The story says that two sources who are talking to the January 6th committee about planning the January rallies in Washington, D.C., have talked to Rolling Stone as well. They say they worked with congressional lawmakers and White House officials to plan rallies both in Washington, D.C., and around the country. They deny that they intended to storm the Capitol and imply they got used, which points to the sources being from within Women for America First, the organization that sponsored a bus tour and rallies around the country before heading to Washington for January 6.

They allegedly named Representatives Marjorie Taylor Greene (R-GA), Paul Gosar (R-AZ), Lauren Boebert (R-CO), Mo Brooks (R-AL), Madison Cawthorn (R-NC), Andy Biggs (R-AZ), and Louie Gohmert (R-TX), as people with whom they planned. They also claim that Gosar promised them a blanket presidential pardon, although they do not say for what.

From the White House team, they singled out then–chief of staff Mark Meadows. “Meadows was 100 percent made aware of what was going on,” one of the sources said.

It appears the feature isn’t necessarily telling us anything new. Josh Marshall:

There are basically three parts of the story that we can distinguish for these purposes. 1) The legal/executive power attempt to overturn the election, 2) the “Stop the Steal” rally aimed at pressuring Congress and then 3) the breach of the Capitol complex which happened when then-President Trump told the rally attendees to march on the Capitol complex. But we’ve known basically from the beginning that these members of Congress were involved in 1 and 2. This has not just come out in reporting since January 6th. It was fairly open at the time. Indeed, most of these members were either present or actually spoke at the rally.

To the best of my knowledge there’s nothing in the report that explicitly ties these members of Congress to the decision to storm the Capitol complex. There are many references to additional information the cooperating sources plan to provide. So perhaps there’s additional, specific information there. But here’s why this is important and important not so much about this report but for understanding the whole situation.

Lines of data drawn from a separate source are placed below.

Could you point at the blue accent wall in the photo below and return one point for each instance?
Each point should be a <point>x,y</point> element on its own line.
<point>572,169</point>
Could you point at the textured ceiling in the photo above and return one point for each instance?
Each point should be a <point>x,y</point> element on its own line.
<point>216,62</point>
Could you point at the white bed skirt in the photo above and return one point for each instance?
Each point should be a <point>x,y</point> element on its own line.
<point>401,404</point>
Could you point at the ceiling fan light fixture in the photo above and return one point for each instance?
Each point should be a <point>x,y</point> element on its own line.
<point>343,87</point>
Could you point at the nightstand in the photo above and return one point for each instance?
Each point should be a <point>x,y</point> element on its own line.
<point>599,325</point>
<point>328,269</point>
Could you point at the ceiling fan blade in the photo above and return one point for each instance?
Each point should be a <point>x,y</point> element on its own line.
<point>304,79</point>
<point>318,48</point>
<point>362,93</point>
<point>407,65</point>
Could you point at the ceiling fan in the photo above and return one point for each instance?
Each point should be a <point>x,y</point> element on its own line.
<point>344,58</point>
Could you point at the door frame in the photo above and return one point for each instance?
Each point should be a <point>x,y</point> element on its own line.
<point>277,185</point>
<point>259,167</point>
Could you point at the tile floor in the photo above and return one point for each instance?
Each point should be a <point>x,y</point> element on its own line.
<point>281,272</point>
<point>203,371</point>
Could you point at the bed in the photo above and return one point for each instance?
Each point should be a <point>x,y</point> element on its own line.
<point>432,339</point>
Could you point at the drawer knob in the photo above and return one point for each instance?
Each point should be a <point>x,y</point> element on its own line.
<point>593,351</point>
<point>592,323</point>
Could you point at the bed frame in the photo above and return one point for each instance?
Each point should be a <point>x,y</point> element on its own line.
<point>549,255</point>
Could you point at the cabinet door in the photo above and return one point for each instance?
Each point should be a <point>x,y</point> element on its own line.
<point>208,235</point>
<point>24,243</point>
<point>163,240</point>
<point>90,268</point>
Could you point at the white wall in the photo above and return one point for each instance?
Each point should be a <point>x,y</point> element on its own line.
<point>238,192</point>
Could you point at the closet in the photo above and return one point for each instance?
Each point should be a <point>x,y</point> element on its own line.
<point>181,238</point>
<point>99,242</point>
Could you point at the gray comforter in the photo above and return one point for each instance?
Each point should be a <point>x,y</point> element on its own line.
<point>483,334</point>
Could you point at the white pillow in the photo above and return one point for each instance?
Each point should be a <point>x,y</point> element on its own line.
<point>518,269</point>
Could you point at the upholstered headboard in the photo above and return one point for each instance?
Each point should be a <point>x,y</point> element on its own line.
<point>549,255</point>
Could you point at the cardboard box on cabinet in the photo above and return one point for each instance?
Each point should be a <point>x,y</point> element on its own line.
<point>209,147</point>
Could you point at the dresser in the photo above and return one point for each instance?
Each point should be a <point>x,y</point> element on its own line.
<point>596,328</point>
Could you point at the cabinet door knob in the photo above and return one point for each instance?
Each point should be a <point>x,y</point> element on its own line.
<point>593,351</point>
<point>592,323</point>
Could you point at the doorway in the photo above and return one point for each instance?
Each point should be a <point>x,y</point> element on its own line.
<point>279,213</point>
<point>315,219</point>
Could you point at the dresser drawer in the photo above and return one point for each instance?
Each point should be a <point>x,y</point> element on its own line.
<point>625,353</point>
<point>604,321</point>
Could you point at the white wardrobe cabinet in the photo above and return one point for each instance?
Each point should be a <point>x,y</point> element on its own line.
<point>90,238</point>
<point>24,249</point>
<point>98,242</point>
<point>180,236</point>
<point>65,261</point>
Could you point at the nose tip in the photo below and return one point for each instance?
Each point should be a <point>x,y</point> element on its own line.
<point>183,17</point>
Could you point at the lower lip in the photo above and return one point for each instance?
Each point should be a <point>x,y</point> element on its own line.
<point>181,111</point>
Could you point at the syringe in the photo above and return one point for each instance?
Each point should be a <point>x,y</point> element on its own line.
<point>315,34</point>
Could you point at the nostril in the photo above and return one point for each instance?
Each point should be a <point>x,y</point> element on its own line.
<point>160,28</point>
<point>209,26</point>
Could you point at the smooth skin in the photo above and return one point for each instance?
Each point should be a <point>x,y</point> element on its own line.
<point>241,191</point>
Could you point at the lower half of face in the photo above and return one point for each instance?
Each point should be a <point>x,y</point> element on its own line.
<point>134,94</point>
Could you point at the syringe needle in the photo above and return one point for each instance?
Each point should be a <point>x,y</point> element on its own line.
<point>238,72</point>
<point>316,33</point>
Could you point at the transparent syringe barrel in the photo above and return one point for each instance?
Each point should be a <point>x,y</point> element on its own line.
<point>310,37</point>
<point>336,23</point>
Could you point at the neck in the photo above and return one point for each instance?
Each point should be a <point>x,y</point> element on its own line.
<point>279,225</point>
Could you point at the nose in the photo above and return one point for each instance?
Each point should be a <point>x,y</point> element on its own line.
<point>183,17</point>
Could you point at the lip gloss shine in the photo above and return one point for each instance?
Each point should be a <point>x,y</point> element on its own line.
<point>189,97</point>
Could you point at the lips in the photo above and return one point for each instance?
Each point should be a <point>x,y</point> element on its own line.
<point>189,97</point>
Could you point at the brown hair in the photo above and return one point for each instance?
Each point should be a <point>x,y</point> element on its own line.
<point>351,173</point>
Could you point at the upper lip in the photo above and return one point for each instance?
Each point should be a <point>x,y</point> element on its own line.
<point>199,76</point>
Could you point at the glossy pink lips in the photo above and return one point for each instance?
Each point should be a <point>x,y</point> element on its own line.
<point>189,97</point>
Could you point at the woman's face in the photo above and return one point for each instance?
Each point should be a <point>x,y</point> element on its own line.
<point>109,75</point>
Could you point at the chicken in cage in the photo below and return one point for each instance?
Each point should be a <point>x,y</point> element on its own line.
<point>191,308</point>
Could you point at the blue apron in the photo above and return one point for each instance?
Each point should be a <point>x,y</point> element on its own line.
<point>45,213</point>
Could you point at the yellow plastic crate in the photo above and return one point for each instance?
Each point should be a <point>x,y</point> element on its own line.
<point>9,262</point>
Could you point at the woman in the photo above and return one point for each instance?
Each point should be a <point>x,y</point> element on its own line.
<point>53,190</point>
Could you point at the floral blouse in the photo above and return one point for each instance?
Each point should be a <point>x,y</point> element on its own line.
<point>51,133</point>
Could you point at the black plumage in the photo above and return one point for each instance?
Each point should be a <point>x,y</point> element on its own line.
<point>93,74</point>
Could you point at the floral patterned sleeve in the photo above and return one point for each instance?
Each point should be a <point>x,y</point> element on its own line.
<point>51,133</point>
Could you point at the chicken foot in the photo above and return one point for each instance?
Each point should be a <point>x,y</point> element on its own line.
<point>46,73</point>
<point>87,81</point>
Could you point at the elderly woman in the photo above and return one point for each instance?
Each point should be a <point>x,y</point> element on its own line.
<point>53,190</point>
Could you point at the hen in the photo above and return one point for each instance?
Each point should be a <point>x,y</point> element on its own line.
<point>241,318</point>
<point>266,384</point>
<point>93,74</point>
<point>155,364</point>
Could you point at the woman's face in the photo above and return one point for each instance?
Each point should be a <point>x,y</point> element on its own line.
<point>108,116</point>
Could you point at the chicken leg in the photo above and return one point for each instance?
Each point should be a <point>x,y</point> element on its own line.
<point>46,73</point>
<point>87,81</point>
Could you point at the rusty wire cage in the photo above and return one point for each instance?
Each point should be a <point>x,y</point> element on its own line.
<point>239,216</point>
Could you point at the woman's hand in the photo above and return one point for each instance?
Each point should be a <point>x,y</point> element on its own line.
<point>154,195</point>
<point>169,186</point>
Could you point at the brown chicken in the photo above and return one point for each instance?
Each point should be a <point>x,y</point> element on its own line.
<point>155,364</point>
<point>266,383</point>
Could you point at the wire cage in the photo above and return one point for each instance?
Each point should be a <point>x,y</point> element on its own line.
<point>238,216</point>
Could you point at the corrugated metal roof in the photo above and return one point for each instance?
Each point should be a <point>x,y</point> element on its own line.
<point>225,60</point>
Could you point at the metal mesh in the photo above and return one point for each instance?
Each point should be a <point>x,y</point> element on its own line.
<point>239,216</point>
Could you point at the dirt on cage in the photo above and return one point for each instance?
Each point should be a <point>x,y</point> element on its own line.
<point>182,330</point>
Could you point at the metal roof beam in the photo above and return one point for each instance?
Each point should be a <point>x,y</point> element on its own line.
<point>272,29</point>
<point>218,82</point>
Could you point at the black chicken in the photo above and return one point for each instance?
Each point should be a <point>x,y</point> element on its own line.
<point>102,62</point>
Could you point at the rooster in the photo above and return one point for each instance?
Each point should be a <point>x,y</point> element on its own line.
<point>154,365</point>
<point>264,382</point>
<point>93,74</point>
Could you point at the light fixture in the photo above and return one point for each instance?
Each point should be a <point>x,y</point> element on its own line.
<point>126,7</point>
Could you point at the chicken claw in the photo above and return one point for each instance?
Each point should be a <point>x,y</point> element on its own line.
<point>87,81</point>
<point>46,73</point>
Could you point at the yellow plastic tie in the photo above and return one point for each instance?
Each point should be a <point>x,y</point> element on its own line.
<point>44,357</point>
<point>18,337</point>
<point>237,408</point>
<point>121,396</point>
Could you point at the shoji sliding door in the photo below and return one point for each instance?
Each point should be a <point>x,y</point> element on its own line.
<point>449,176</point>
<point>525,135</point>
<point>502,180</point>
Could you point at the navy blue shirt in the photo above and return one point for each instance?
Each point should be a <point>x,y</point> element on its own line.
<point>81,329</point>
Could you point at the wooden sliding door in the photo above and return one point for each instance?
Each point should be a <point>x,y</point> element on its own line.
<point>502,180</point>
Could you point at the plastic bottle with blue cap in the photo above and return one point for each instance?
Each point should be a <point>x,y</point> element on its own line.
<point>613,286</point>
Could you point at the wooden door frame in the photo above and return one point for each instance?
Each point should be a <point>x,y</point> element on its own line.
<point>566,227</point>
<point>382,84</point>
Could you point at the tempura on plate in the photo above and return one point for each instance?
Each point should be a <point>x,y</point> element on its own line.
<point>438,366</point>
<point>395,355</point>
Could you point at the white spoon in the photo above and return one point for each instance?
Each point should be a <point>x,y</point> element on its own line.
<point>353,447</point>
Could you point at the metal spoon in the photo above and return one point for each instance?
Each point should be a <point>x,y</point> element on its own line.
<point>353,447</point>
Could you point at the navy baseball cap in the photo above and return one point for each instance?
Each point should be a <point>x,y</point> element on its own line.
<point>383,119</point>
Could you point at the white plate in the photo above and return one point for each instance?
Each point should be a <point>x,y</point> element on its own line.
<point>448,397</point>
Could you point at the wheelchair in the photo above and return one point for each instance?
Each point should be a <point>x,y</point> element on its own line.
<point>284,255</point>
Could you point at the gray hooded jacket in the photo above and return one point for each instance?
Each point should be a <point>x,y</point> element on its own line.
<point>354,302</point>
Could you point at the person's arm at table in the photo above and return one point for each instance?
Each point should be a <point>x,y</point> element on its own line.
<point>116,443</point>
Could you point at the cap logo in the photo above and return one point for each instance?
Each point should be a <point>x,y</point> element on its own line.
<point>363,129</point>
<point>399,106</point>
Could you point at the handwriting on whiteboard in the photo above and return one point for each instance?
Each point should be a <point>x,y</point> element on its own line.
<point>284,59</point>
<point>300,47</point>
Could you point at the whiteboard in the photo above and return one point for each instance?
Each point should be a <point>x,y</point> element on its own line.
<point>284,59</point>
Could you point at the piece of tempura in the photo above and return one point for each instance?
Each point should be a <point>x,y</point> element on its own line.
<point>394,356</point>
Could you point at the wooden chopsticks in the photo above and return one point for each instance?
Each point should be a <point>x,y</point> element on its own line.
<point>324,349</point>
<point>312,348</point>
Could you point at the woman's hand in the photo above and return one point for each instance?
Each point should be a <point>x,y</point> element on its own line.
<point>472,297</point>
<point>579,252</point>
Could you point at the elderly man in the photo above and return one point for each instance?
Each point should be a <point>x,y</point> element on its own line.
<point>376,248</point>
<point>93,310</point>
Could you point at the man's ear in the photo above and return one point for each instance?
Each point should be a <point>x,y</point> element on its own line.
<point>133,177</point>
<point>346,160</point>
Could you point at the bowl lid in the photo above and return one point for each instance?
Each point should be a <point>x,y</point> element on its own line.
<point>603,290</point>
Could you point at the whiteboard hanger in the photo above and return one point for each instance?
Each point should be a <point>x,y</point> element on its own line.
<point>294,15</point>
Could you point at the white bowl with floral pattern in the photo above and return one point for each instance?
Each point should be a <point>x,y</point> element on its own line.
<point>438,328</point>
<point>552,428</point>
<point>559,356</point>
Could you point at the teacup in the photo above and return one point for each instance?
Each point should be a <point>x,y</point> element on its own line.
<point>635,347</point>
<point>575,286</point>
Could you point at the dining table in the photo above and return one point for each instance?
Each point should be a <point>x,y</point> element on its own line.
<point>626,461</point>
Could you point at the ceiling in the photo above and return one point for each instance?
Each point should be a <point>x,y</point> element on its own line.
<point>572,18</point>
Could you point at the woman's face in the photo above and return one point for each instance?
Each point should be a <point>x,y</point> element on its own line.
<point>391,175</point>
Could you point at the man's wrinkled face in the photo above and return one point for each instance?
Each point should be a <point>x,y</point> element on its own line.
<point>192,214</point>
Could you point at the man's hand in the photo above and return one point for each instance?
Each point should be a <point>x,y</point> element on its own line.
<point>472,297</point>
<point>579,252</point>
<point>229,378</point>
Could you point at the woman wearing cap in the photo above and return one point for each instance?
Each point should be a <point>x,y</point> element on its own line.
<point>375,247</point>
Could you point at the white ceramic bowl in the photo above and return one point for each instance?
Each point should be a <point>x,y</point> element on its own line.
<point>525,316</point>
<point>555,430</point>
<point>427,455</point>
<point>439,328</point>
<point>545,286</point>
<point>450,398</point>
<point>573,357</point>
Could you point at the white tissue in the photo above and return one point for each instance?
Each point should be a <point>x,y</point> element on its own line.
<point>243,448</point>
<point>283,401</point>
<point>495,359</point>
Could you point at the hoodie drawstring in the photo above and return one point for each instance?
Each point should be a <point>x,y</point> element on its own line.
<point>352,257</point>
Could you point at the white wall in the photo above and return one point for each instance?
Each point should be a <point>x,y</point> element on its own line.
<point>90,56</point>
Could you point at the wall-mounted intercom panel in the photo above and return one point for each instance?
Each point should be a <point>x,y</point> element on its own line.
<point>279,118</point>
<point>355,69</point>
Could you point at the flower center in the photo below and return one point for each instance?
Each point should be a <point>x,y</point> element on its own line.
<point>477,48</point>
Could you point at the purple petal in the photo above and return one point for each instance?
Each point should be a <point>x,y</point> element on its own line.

Here’s the important point:

The big plot was to overturn the results of the election. The President and his congressional allies were working on that at the DOJ and in Congress. They also planned a big rally in the Capitol to menace and overawe members of Congress. They got them riled up at the rally and then literally told them to march on the Capitol. They knew there were various rightist paramilitaries in that crowd – Proud Boys, Oath Keepers, etc. They knew they had told them that Congress was stealing the election from Trump and that they should go to Capitol Hill and make them stop. My best guess is that people like Trump and Mark Meadows didn’t want to know all the details of precisely what was going to happen once the mob got to the barricades. But that’s really always how these things work.

As far as the incitement was concerned, there may not be much to know that wasn’t plainly visible. I think the bigger concern is why response to the insurrection was so slow, and whether a police response was deliberately held back.

On the other hand, the Rolling Stone article tells us that before January 6 the extremely twitchy Paul Gosar was offering people “blanket pardons” for whatever they might do to protest the election, which seems rather inflammatory.